Plaintiffs have not met their initial burden of “identifying those portions of ‘the pleadings, depositions, answers to interrogatories, and admissions on file, together with the affidavits, if any’ which [they] believe[] demonstrate the absence of a genuine issue of material fact.”13 In fact, plaintiffs, in a “Memorandum In Support Of Motion For Partial Summary Judgment” filed contemporaneously with their motion, make no reference to any lack of evidence to support defendant’s fifth, seventh, eighth, and ninth defenses. They ground their motion exclusively on the legal sufficiency of these four defenses when considered within the context of the Changes Clause.14
Fed.R.Civ.P. 56(e) provides in material part:
When a motion for summary judgment is made and supported as provided in this rule, an adverse party may not rest upon the mere allegations or denials of the adverse party’s pleading, but the adverse party’s response, by affidavits or as otherwise provided in this rule, must set forth specific facts showing that there is a genuine issue for trial. If the adverse party does not so respond, summary judgment, if appropriate, shall be entered against the adverse party.
Plaintiffs have not supported their “Motion For Partial Summary Judgment” as required by Rule 56(e). Having failed to discharge the burden placed upon them by Rule 56, plaintiffs have failed to establish lack of a genuine issue as to a material fact.
For the reasons stated herein, plaintiffs’ “Motion For Partial Summary Judgment” will be denied.

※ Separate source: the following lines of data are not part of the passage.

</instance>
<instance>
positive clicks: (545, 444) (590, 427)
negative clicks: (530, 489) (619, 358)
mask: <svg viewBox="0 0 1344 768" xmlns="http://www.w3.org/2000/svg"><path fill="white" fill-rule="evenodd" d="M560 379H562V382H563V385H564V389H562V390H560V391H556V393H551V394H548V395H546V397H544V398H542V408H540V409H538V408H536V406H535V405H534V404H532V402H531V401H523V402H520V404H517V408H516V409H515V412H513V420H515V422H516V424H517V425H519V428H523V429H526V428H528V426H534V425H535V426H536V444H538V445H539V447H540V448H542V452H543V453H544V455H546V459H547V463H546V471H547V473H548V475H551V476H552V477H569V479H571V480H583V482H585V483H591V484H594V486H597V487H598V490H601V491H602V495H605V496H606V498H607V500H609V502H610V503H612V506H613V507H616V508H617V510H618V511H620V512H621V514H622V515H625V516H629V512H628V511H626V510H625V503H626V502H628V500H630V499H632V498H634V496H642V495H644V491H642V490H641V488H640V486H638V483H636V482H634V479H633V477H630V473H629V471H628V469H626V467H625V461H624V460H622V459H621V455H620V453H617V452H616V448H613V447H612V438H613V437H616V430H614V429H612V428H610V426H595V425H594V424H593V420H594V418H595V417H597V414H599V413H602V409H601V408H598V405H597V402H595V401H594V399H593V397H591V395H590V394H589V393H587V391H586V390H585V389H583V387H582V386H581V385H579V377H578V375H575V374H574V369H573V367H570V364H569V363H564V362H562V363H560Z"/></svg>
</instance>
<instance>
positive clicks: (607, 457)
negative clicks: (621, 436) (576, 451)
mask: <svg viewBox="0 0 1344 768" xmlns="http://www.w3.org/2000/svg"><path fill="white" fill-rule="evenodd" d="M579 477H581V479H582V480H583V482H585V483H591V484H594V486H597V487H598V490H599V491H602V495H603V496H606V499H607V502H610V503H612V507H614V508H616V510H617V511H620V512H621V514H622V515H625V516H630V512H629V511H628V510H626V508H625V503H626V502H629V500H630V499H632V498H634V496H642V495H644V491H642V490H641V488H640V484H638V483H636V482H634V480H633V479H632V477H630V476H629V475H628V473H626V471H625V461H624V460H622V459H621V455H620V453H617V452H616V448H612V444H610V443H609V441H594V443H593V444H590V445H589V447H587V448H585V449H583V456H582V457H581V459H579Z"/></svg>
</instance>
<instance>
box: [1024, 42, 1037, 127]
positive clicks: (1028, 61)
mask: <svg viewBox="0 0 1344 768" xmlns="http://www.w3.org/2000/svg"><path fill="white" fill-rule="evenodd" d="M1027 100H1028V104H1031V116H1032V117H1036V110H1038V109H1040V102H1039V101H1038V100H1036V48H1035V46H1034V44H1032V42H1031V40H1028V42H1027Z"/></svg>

.Defendant’s original answer, filed August 26, 1987, was amended August 2, 1988, in response to plaintiffs’ "First Amended Complaint” filed July 18, 1988. Its fifth, seventh, eighth, and ninth defenses are perpetuated in its amended answer.

. The debtor and defendant executed individual performance and payment bonds relative to each purchase order.

. On June 21, 1988, this court, having determined that Tenn.Code Ann. § 56-7-105(a) (Supp.1987) had no application, granted defendant’s motion for partial summary judgment *694filed March 25, 1988, thereby dismissing Counts II and IV of the complaint. 88 B.R. 182.

. Bechtel Power Corporation.

. Technology For Energy Corporation.

. 477 U.S. 317, 106 S.Ct. 2548, 91 L.Ed.2d 265 (1986).

. See Celotex, 106 S.Ct. at 2551.

. Catrett v. Johns-Manville Sales Corp., 756 F.2d 181, 184 (D.C.Cir.1985) (footnote omitted).

. The court did not evaluate plaintiffs evidence in opposition to the motion for summary judgment filed against it by defendant.

. Celotex, 106 S.Ct. at 2553-54.

. Id. at 2553.

. In the case sub judice, this phrase would more appropriately be worded: "It is the plaintiffs’ task to negate, if they can, the affirmative defenses relied upon by defendant.”

. Celotex, 106 S.Ct. at 2553.

. As was pointed out in a supplemental memorandum filed by defendant after oral argument, its answer to plaintiffs’ first set of interrogatories filed October 9, 1987, identifies numerous documents in support of its fifth, seventh, eighth, and ninth defenses, as well as names and addresses of witnesses it relied upon in making a determination that it had been discharged from its obligations under the performance and payment bonds at issue.